Further, to entertain review of decisions made in such matters during military rule will open a floodgate because hundreds, if not thousands, of similar cases were in like manner decided administratively without regard to the doctrine of separation of functions since no constitution was then in operation.
Secondly, such a review by this Court would border on, or almost amount to a violation of Article 97 (a) of the present Constitution which provides that:
“No executive, legislative, judicial or administrative action taken by the People’s Redemption Council or by any persons, whether military or civilian in the name of that Council pursuant to any of its decrees shall be questioned in any proceedings whatsoever; and, accordingly, shall not be lawful for any court or other tribunal to make any order or grant any remedy or relief in respect of any such act.”
In view of the foregoing, it is our opinion that the ruling of the Chambers Justice be, and the same is hereby reversed, the petition denied, the peremptory writ quashed and the decision ordered enforced with costs against the appellee. And it is so ordered.
Petition denied.
MR. JUSTICE JANGABA dissents.
I have considered that the holding of the Chambers Justice in this matter is sound and commendable for all it says: that the Ministry of Justice is without jurisdiction to hear and determine Labour matters arising from labor relations, nor does it have it with respect to awarding general damages which is exclusively an affair for the jury; and when the enforcement of the illegal judgment of that Ministry, or of any other illegal judgment has not been complete, prohibition will lie to restrain its further enforcement.
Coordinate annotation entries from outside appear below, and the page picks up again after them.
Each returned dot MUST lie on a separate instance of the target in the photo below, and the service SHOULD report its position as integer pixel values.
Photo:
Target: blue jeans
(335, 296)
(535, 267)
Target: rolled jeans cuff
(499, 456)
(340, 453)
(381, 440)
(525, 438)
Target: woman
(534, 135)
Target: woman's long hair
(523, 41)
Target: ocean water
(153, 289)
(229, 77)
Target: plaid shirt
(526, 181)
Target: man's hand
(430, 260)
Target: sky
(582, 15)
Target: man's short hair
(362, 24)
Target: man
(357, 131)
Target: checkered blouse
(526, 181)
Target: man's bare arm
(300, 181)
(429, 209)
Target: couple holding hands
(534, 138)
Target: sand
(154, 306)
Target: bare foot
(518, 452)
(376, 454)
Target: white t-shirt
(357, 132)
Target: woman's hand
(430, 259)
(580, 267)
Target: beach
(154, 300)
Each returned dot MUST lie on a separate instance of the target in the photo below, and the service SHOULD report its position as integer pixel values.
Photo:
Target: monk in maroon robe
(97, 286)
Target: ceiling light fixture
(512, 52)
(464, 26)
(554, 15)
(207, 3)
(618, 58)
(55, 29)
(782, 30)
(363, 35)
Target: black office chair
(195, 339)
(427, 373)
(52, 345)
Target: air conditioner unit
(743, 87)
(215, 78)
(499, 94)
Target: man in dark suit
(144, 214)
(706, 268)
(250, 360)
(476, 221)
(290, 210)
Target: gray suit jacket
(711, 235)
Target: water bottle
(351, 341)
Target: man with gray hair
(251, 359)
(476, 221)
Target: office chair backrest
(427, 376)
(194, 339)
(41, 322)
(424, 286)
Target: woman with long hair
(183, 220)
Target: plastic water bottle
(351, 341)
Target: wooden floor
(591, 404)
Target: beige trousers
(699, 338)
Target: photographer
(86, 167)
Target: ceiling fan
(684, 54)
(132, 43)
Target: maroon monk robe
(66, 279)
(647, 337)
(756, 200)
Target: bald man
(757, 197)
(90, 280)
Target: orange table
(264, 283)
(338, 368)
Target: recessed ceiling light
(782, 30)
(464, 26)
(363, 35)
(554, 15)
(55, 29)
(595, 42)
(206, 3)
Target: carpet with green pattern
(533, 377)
The Justice Ministry had a duty to properly advise both the Executive and the party litigants of its lack of jurisdiction in the matter, rather than assume an illegal jurisdiction and attempt to enforce an illegal judgment. The Justice Ministry is supposed to set a better example in such matters as this one.
I am therefore convinced that some successors of ours will certainly decide to ride with the prudence of my judgment in this matter.
Hence, I respectfully register this dissent for the benefit of posterity, and for the sake of my own conscience built out of an understanding of the laws of this jurisdiction.